In this study, we propose that teams’ previous experience and diversity are pivotal factors influencing the research performance of collaborative research agreements, materialized as funded research projects. This type of academic engagement should be recognized as a potent tool for fostering learning and collaborations among diverse actors within the innovation ecosystem who might not otherwise have the opportunity to work and progress together.

However, our study also presents certain limitations that could be addressed in future research endeavors.
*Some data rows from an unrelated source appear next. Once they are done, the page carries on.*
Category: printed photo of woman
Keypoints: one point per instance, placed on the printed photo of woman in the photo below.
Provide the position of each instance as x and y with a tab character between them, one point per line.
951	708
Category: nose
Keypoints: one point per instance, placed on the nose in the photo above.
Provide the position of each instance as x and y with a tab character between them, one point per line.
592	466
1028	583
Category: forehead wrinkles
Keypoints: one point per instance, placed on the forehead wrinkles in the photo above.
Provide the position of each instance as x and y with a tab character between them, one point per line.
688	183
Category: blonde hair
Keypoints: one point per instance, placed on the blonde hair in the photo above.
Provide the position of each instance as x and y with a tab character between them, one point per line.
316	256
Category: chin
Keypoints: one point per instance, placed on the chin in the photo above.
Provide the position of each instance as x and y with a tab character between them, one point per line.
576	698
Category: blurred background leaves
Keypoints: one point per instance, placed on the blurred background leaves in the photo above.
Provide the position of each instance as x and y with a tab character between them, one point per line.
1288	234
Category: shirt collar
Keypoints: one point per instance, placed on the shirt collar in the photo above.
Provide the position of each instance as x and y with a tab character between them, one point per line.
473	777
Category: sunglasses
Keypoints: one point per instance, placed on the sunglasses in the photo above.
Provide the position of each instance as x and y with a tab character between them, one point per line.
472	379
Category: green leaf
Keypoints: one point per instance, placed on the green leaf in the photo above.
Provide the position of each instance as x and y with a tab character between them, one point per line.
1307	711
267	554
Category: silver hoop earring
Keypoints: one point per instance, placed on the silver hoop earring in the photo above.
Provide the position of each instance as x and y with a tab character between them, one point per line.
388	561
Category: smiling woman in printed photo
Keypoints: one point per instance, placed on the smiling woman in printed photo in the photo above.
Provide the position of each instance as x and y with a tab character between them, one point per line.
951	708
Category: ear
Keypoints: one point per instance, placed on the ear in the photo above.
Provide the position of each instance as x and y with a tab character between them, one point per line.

First, while academic engagement encompasses various collaborations between academic institutions and external partners, including consulting, contract research, joint research, joint publications, conferences, and workshops (Kantis et al., 2023; Perkmann et al., 2021), we have predominantly measured research team outcomes using the number of publications due to data availability. For future researchers, we recommend employing a more comprehensive measure for project outcomes, potentially involving a portfolio of outcomes like research results, commercializable outputs (such as patents), consulting reports, and intangible metrics like member satisfaction and networking impact. Regrettably, this additional information was not accessible for the current study. Second, our analysis was restricted to consortia with an exact match in repeated collaborations, enabling comprehensive control over consortium characteristics. Nonetheless, this stringent condition led to a reduction in our sample size. An alternative, albeit more intricate approach, could involve examining consortia that are highly similar but not exact matches (e.g., with 80% of common partners). This approach would expand the sample size and facilitate research into pivotal versus less relevant partner changes. Third, our sample encompasses highly diverse projects, ranging from genetics to social sciences. While this diversity does not greatly impact within analysis, it could complicate comparisons between consortia due to differing publication processes and timelines across disciplines. Fourth, the CORDIS database provides information only at the organizational level, thus preventing us from disentangling characteristics of individual researchers in various types of funded research projects. Consequently, the experiential learning we capture is at the organizational level. Lastly, while we could not differentiate successful (granted) consortia from unsuccessful (non-granted) ones, we advocate for expanding the CORDIS database to incorporate this information. This enhancement could shed light on factors obstructing established consortia from securing subsequent grants.

Despite these limitations concerning sample size and additional information, we believe our study contributes to the literature in multiple ways. First, while the EU allocates a substantial portion of its budget to research project financing, few studies investigate the learning generated by these projects and the attributes of consortia fostering positive outcomes. In this regard, our study paves the way for policymakers and researchers to delve deeper into this topic. Second, our exploration of experience and diversity as critical team characteristics impacting learning and collaboration offers unique insights within the specific context of EU-funded research projects.